Urban lowlands: A history of neighborhoods, poverty, and planning

Journal of Urban Affairs > Book Review > Urban lowlands: A history of neighborhoods, poverty, and planning

W. Dennis Keating (2021) Urban lowlands: A history of neighborhoods, poverty, and planning, by Steven T. Moga, Journal of Urban Affairs, 43:10, 1549-1550, DOI: 10.1080/07352166.2021.1935614

Landscape professor Steven T. Moga, Smith College, explains his book:

Urban Lowlands draws from city planning history, environmental history, and landscape studies to examine connections between poverty and environment by looking at a particular kind of neighborhood in historical perspective.
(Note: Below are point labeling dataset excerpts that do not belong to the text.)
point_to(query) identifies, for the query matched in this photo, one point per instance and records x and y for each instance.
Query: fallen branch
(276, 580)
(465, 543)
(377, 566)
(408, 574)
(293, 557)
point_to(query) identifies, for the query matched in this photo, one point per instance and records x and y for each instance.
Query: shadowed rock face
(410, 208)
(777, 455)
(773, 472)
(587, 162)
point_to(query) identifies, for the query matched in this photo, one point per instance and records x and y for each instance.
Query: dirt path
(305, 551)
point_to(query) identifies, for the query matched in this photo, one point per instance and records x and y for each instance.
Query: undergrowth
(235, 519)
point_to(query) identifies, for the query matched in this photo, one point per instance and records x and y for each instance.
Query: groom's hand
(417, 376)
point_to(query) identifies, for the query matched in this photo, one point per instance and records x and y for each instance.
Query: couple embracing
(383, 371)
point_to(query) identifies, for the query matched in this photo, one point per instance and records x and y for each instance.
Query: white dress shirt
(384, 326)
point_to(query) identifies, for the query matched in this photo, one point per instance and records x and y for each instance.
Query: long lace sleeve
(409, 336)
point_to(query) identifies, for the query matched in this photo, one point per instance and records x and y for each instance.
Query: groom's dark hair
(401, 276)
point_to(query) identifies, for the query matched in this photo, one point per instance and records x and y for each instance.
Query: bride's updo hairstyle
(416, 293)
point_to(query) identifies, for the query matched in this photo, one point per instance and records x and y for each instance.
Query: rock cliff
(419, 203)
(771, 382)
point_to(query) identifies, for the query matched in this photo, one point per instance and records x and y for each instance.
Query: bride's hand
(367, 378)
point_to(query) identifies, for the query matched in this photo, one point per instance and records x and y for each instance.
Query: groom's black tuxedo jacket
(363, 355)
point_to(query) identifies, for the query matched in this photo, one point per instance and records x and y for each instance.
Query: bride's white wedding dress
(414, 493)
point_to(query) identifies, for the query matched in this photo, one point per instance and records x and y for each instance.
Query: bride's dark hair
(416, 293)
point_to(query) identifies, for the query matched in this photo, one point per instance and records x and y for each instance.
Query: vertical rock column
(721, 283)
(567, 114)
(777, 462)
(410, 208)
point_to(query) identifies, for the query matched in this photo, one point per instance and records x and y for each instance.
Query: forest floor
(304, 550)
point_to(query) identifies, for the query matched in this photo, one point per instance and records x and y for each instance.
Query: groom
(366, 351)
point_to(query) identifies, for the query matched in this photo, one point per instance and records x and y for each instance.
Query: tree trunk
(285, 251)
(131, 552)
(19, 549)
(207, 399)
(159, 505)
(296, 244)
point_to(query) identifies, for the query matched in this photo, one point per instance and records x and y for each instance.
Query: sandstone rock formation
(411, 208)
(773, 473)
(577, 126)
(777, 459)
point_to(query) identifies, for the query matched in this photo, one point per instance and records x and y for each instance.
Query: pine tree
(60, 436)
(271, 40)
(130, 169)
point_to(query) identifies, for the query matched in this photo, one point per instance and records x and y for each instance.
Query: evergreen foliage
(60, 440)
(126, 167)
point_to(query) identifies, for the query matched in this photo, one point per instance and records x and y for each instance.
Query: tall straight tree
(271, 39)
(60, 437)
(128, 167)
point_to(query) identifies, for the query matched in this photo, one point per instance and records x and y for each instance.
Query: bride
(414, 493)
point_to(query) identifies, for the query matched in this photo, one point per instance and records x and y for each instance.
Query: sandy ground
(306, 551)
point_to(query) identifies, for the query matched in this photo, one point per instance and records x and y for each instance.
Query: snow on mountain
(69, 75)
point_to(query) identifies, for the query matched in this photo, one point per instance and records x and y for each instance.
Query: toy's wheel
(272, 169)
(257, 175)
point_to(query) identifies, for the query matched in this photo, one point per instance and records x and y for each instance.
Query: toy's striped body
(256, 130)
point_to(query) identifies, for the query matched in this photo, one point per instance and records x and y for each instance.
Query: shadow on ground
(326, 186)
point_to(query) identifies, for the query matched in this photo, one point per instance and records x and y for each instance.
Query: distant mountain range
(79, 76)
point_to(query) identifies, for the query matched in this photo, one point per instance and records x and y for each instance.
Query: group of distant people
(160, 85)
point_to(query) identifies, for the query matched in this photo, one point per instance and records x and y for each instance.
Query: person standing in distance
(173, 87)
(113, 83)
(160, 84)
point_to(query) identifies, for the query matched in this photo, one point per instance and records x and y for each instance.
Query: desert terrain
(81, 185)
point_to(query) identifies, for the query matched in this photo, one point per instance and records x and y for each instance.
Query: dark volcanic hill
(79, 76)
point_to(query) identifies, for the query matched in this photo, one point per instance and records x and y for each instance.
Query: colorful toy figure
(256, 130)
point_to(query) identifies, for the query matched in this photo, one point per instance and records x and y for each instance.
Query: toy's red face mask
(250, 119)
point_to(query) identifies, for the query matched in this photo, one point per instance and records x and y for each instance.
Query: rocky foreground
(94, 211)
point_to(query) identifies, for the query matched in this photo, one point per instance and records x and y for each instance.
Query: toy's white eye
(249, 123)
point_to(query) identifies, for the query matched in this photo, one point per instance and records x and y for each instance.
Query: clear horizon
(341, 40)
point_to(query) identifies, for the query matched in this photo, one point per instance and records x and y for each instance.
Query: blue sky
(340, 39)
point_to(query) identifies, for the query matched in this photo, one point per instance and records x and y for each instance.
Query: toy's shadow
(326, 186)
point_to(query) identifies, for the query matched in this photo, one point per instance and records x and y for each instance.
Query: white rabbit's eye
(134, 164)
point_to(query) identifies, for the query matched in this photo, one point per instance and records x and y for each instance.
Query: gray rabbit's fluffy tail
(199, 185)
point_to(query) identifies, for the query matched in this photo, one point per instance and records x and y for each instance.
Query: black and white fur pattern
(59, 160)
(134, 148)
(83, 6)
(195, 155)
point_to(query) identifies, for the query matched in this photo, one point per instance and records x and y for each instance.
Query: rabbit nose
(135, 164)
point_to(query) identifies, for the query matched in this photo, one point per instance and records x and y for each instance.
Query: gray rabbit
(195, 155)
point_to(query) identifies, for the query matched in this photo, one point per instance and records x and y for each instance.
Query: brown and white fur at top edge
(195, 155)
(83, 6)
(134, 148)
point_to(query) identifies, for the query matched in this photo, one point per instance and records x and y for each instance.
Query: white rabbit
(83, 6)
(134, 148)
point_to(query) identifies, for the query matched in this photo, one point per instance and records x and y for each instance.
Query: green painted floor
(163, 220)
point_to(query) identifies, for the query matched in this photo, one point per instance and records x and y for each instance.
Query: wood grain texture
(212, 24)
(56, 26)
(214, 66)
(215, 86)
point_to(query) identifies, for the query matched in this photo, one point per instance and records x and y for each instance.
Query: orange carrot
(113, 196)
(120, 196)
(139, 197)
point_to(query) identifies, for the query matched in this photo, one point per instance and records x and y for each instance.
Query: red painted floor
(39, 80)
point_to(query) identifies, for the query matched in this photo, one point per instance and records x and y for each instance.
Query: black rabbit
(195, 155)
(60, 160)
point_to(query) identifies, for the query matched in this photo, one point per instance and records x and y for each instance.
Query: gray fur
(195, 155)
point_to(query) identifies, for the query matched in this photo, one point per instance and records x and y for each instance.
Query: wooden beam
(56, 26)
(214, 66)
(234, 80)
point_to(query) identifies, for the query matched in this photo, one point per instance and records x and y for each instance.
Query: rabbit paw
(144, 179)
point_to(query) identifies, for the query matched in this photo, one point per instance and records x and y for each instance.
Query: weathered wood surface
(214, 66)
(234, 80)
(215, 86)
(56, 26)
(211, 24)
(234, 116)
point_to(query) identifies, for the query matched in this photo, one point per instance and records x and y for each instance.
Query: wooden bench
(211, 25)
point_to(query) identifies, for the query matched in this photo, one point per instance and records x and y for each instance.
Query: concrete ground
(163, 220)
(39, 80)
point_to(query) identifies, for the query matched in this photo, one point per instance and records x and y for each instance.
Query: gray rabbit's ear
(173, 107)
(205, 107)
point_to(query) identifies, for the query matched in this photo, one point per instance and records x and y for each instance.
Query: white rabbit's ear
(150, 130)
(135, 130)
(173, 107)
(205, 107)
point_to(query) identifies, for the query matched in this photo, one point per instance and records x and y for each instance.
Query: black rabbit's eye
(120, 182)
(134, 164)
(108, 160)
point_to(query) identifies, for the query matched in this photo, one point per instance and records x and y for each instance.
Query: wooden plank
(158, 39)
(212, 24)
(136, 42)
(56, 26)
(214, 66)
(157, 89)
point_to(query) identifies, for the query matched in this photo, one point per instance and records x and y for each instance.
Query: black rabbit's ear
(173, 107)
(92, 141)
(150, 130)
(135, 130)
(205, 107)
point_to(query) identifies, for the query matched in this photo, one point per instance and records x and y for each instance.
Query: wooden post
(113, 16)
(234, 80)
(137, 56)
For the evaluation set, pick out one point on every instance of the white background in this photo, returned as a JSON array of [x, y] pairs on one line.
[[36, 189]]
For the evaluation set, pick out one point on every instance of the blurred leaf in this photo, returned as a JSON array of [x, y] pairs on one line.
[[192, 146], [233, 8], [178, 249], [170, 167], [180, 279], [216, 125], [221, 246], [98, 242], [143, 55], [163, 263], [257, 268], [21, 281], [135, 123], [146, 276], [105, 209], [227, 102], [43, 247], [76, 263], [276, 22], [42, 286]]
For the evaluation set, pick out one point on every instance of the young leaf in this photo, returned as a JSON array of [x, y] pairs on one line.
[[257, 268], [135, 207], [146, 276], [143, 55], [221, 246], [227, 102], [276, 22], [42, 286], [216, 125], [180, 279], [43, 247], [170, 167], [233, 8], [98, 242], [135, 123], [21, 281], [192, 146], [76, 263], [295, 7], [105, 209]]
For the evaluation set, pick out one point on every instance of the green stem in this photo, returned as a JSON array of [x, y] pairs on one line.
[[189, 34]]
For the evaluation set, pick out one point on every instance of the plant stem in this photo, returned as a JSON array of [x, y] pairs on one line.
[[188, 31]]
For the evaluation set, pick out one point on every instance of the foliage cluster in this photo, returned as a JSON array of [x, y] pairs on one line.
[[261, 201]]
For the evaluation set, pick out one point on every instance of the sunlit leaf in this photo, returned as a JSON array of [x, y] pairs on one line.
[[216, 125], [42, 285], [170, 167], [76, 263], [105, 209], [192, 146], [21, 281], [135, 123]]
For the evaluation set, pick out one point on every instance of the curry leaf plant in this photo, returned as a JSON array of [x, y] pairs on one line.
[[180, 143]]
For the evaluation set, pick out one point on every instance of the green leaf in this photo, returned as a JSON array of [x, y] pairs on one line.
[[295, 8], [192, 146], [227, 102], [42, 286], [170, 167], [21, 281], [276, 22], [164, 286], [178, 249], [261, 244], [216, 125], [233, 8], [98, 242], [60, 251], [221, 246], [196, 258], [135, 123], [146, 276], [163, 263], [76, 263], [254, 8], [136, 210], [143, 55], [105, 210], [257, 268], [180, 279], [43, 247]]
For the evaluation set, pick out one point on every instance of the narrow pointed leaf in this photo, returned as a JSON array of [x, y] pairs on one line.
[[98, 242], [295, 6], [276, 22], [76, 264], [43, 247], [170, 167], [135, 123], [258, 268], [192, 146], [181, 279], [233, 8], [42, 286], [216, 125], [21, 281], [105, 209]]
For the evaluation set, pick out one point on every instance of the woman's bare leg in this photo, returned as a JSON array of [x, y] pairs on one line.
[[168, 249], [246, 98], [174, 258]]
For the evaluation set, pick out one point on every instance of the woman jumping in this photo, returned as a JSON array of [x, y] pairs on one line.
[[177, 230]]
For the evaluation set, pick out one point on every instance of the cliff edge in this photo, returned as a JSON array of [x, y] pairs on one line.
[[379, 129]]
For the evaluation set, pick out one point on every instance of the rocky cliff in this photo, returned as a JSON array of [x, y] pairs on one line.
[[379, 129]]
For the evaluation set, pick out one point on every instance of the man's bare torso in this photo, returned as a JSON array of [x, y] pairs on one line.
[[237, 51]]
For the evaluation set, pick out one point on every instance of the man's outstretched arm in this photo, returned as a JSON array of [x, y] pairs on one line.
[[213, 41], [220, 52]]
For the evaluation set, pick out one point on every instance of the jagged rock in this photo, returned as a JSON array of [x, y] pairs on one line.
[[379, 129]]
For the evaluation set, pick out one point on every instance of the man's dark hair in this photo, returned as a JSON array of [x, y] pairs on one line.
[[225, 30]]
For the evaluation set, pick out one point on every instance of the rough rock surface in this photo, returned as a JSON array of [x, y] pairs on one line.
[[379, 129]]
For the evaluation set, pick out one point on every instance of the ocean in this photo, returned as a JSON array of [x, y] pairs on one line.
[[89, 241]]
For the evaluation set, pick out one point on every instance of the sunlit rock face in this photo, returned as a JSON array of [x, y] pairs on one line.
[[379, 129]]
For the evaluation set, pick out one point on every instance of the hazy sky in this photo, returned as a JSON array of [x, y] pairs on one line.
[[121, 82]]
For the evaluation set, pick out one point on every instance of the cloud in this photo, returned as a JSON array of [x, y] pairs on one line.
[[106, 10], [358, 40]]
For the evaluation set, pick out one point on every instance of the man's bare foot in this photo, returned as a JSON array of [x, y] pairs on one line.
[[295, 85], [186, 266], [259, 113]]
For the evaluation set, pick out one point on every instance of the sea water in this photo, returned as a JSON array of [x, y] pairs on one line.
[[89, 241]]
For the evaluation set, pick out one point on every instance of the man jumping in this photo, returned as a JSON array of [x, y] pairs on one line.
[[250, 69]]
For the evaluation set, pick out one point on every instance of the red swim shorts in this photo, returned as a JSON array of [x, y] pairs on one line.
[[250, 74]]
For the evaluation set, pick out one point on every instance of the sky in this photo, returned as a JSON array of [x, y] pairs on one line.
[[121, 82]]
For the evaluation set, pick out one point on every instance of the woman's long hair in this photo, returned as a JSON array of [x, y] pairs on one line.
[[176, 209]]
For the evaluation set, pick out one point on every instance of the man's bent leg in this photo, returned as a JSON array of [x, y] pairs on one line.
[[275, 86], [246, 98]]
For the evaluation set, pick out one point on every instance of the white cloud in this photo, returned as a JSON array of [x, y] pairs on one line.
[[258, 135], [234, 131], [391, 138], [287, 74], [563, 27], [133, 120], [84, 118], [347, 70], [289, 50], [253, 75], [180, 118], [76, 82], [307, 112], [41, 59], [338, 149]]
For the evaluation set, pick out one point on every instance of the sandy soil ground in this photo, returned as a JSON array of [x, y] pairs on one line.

Throughout it, it emphasizes both the social and physical construction of urban lowland neighborhoods to examine spatial and environmental thinking about urban poverty, race and ethnicity over seven decades of American urban history. The story begins in the bottomlands. (p. 10)

The stories are from examples variously called bottoms, hollows, and flats over the period 1870–1940 in four cities: New York City (Harlem Flats), Nashville (Black Bottom), Saint Paul (Swede Hollow), and Los Angeles (the Flats). Moga focuses on the negative images of these places occupied mostly by immigrants and minorities and typically characterized as slums harboring disease, water problems, and criminal activities. Foreigners included Italians in Harlem, Swedes and Italians in Saint Paul, and Molokans (from the Caucasus), Mexicans, and Russians in Los Angeles. Nashville’s Black Bottom got its name from its mostly African American population after the Civil War.

This book is part of the University of Chicago’s Historical Studies of Urban America. For each of his four comparative case studies, Moga provides a detailed history of the neighborhoods. While each is distinct, common themes are how these neighborhoods evolved from the initial homes of the poor living in areas beset by threats of disease, flooding, and the arrival of railroads, industry, public works projects, and highways. These neighborhoods and their residents were all threatened by displacement, including from forced removal to improve these areas. Moga provides maps of the four areas.

In telling the stories of these places over time, Moga argues:

The history of bottoms, hollows, and flats tells historians and city planners about the places where poor and working-class people lived, the way that environmental problems and poverty were connected by urban Americans, and how racism and xenophobia were deeply embedded in public debates and the purportedly scientific expertise that informed American city planning. (pp. 147-148)

Moga notes:

The landscape element of the social construction of lowland neighborhood spaces is particularly striking … .Not only was the American city class segregated, but builders, architects, and engineers molded city form in relation to existing sociospatial patterns. These measures included landfilling, railroad and bridge building, and drain, culvert, and sewer construction. (p. 170)

In recounting the histories of these four lowland areas, Moga believes that their legacy offers lessons about avoiding the historical stigma attached to such places. Ironically, Moga points out the renaming of these places. For example, redevelopment planners renamed Nashville’s Black Bottom SoBro for South of Broadway. The Music City Convention Center is now located in this area.

His concern is that we know just how these areas were affected historically by public and private policies that should be known and not forgotten. No doubt, many readers might relate his concerns to similar areas in their own cities.